Le but de la dissolution de l’Assemblée nationale prononcée le 9 juin par Emmanuel Macron continuera longtemps d’échapper tant aux constitutionnalistes qu’à l’ensemble des citoyens. Depuis, les médias bruissent de leçons de parlementarisme au pays du présidentialisme et de multiples comparaisons avec nos voisins européens.
Les partisans du parlementarisme ne peuvent que se réjouir d’entendre que la Constitution de la Ve République est suffisamment « plastique » pour s’adapter à la situation inédite que nous connaissons et que nombre de ses dispositions feront probablement l’objet de nouvelles interprétations. Si ce système peut fonctionner – et fonctionne effectivement – de façon parlementaire, cette pratique est nécessairement faussée en raison du rôle particulier que joue le président, notamment du fait de son élection au suffrage universel.

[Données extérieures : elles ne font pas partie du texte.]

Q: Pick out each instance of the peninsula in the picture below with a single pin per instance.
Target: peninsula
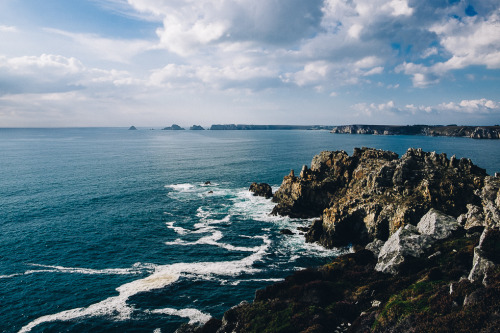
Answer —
(475, 132)
(425, 238)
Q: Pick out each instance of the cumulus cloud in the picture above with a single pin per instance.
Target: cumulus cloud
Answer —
(7, 28)
(475, 106)
(50, 73)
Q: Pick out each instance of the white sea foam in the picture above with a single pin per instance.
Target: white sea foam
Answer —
(116, 307)
(195, 316)
(137, 268)
(180, 187)
(178, 230)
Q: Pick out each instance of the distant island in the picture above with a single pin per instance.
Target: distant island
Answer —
(476, 132)
(174, 127)
(196, 128)
(242, 127)
(425, 235)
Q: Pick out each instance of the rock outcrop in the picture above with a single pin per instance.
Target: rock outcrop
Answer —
(486, 256)
(261, 190)
(487, 213)
(373, 193)
(428, 294)
(196, 128)
(475, 132)
(411, 241)
(174, 127)
(429, 274)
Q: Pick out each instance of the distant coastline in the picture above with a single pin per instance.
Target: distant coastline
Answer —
(475, 132)
(242, 127)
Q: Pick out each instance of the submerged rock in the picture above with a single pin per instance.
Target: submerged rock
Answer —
(261, 190)
(437, 225)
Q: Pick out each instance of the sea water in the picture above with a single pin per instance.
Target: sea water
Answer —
(110, 230)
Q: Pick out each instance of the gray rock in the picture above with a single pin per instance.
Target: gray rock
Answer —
(484, 255)
(261, 190)
(437, 225)
(375, 246)
(403, 243)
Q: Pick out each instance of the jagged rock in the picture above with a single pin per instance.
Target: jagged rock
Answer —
(473, 218)
(286, 232)
(372, 193)
(437, 225)
(261, 190)
(375, 246)
(403, 243)
(196, 128)
(487, 214)
(486, 255)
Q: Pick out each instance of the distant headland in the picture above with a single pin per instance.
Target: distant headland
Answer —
(476, 132)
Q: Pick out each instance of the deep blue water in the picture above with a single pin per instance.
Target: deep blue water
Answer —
(109, 230)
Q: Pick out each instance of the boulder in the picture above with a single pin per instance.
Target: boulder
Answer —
(286, 232)
(403, 243)
(437, 225)
(375, 247)
(486, 255)
(373, 193)
(261, 190)
(487, 213)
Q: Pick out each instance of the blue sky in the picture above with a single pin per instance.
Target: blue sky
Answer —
(157, 62)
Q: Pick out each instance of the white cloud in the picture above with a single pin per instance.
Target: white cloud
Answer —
(7, 28)
(476, 106)
(482, 105)
(106, 48)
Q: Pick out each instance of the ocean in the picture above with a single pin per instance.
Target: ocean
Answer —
(110, 230)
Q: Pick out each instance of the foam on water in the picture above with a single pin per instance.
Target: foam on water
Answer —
(116, 307)
(195, 316)
(180, 187)
(178, 230)
(136, 269)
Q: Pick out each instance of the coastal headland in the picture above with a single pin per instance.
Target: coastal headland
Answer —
(475, 132)
(425, 239)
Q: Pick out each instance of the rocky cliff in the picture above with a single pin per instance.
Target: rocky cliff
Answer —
(372, 193)
(476, 132)
(425, 270)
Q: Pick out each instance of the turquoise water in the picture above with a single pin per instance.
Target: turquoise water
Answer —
(109, 230)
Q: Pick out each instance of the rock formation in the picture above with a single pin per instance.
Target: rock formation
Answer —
(475, 132)
(174, 127)
(196, 128)
(373, 193)
(261, 190)
(432, 273)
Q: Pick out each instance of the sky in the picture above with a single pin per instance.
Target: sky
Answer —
(78, 63)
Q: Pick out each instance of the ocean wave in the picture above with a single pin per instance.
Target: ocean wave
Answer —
(136, 269)
(195, 316)
(180, 187)
(117, 307)
(178, 230)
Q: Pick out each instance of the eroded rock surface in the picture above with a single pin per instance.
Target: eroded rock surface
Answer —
(373, 193)
(261, 190)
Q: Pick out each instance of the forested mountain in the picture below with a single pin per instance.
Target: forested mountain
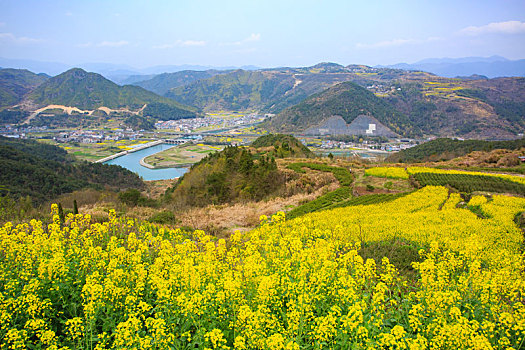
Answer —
(44, 171)
(347, 100)
(78, 88)
(492, 67)
(232, 175)
(282, 146)
(269, 90)
(16, 83)
(162, 83)
(445, 149)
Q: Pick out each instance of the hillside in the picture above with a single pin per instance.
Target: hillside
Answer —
(228, 176)
(446, 149)
(268, 90)
(282, 146)
(78, 88)
(472, 108)
(347, 100)
(162, 83)
(16, 83)
(420, 269)
(491, 67)
(44, 171)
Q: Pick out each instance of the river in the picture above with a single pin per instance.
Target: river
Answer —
(131, 161)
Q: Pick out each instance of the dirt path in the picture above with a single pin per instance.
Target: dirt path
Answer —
(70, 110)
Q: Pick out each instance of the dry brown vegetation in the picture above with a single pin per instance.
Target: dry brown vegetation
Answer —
(494, 159)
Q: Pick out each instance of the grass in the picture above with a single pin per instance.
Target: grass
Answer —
(184, 154)
(94, 151)
(343, 175)
(470, 183)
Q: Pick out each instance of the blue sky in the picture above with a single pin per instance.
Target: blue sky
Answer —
(264, 33)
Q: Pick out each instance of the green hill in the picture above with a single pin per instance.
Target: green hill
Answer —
(44, 172)
(347, 100)
(239, 90)
(282, 146)
(78, 88)
(488, 108)
(269, 90)
(231, 175)
(162, 83)
(445, 149)
(16, 83)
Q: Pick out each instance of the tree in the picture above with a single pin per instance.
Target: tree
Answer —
(75, 207)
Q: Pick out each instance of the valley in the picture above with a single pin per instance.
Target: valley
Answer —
(359, 207)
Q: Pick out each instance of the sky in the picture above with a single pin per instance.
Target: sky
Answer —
(267, 33)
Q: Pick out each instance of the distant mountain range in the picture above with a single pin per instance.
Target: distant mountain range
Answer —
(347, 100)
(118, 73)
(16, 83)
(490, 67)
(84, 90)
(410, 103)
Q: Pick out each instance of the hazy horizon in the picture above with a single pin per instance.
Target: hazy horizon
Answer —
(143, 34)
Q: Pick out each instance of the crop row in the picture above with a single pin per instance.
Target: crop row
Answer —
(370, 199)
(288, 284)
(343, 175)
(470, 183)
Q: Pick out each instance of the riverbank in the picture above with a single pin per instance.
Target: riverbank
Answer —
(149, 166)
(123, 153)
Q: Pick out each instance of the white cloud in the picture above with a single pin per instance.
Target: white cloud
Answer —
(104, 44)
(252, 38)
(18, 39)
(113, 43)
(181, 43)
(382, 44)
(509, 27)
(397, 42)
(84, 45)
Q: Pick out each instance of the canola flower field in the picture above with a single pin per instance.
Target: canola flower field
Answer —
(401, 173)
(289, 284)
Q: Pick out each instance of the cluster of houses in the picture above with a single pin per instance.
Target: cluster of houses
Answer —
(190, 125)
(398, 145)
(382, 89)
(19, 132)
(91, 136)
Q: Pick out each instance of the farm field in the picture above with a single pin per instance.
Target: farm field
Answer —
(180, 155)
(93, 151)
(449, 280)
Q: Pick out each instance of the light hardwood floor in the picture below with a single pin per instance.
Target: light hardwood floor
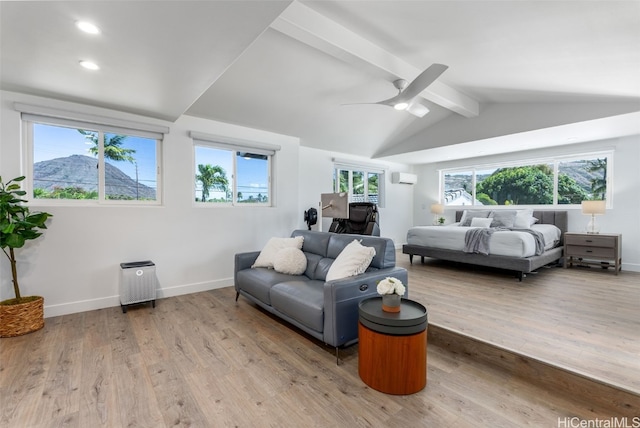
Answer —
(202, 360)
(586, 320)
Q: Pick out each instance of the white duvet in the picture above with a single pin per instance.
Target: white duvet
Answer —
(503, 243)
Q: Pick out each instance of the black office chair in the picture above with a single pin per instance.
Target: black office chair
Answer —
(363, 220)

D’un côté, il fonctionne de façon parlementaire, car le pouvoir du président provient moins de ses prérogatives constitutionnelles – ses compétences propres sont limitées – que de l’existence d’une majorité dont il est le chef. Celle-ci soutient le président par docilité, et le gouvernement par fidélité envers ce même président. Que cette majorité ait un autre chef et c’est lui qui exercera l’essentiel du pouvoir, comme on l’a vu pendant les cohabitations.
Incarner l’unité nationale et la volonté générale
D’un autre côté, l’élection du président au suffrage universel vient fausser ce fonctionnement parlementaire. Certes, nombre d’Etats européens connaissent une telle élection qui ne confère pourtant pas la même prééminence au président et il n’y aurait donc rien d’intrinsèquement vicieux dans cette élection. Que ce soit en Autriche ou en Finlande, le président n’est pas pensé comme un organe puissant ni son élection justifiée par la nature des pouvoirs qui lui sont conférés. Dans ces deux systèmes, même si le président dispose du pouvoir de sanctionner la loi ou de dissoudre le Parlement, il a en réalité été pensé avant tout comme un chef d’Etat aux compétences modestes et non comme un chef de gouvernement, encore moins comme un colégislateur.
De fait, ses attributions sont en pratique très limitées, de sorte que son élection répond non à une nécessité institutionnelle, mais à une nécessité symbolique. Au Portugal, le chef de l’Etat est lui aussi élu au suffrage universel, il dispose de pouvoirs équivalents à ceux du président français, mais les partis politiques ont toujours refusé d’en faire un chef politique et son élection n’obéit nullement à une logique partisane.